Abstract Details

Name: Soumyaranjan Dash
Affiliation: University of Hawwaii
Conference ID : ASI2024_767
Title : Utilization of Ensemble Kalman Filter Data Assimilation Technique to Infer the Surface Flows with Surface Flux Transport model
Authors : Soumyaranjan Dash1, Marc DeRosa2, Mausumi Dikpati3, Xudong Sun1, Sushant Mahajan4, and Yang Liu4
Authors Affiliation: 1 Soumyaranjan Dash, Xudong Sun Affiliation (Institute for Astronomy, University of Hawaii, USA) 2 Marc DeRosa Affiliation (Lockheed Martin Solar and Astrophysics Laboratory, Palo Alto, CA, USA) 3 Mausumi Dikpati Affiliation (NCAR/High Altitude Observatory (HAO), CO, USA) 4 Sushant Mahajan, Yang Liu Affiliation (Stanford University, Stanford, CA, USA)

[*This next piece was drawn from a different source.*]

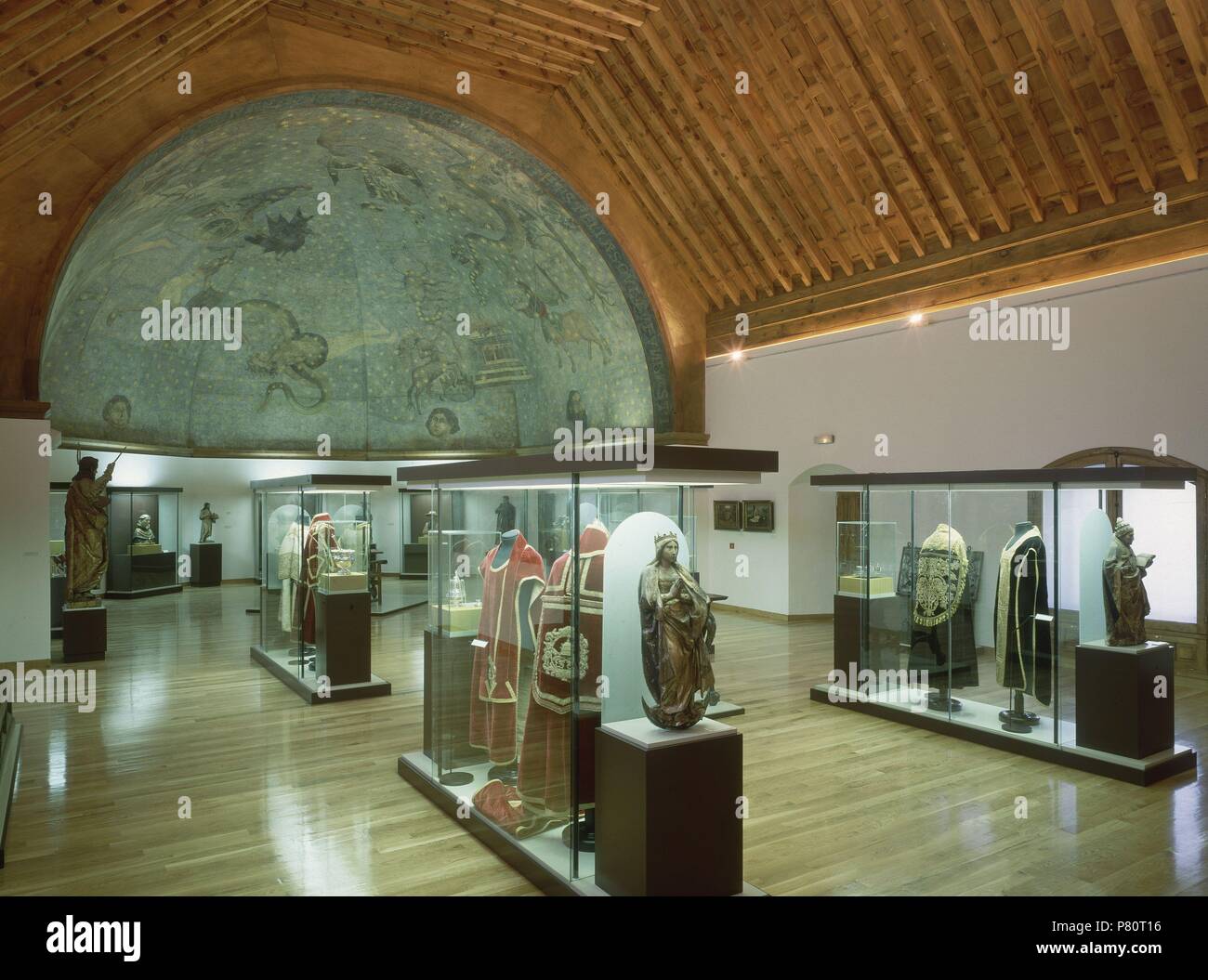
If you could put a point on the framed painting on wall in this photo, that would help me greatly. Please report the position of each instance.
(728, 516)
(759, 516)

Mode of Presentation: Poster
Abstract Category : Sun, Solar System, Exoplanets, and Astrobiology
Abstract : Constraining solar surface flows is crucial to understanding solar magnetic activity at different time scales. The build-up and dynamics of magnetic fluxes near the polar region play an important role in solar cycle predictions, solar wind dynamics, and open flux distribution. However, direct observation of the polar fields is still challenging due to high projection effects and data-driven models play an important role in estimating the distribution of polar fields more accurately. The north-south component of the Sun’s global flow, i.e. the meridional circulation that transports the flux from low latitudes and helps build up the polar field is utilized in surface flux transport (SFT) models to simulate photospheric magnetic field distribution. Since forecasting polar fields requires the forecast of the flow at a future time, it is necessary to reconstruct the flow behavior at the current time, so that future flow-patterns can be estimated. Data assimilation techniques like Ensemble Kalman Filter (EnKF) which utilizes observational data points to constrain the time advancement of a set of equations that govern the evolution of the physical system, has been adopted to reconstruct the meridional flow speed with solar dynamo modeling. In this study, we demonstrate using a ”toy model”, such as a simple harmonic oscillator with a randomly varying restoring force, how the EnKF techniques can reconstruct the time-dependent state vector. We additionally show how such EnKF methods, when used with a surface-flux transport model that captures the evolution of the solar photospheric magnetic field, can be used to make ensemble estimates of flow into the future that will be used to drive the model forward to forecast polar fields.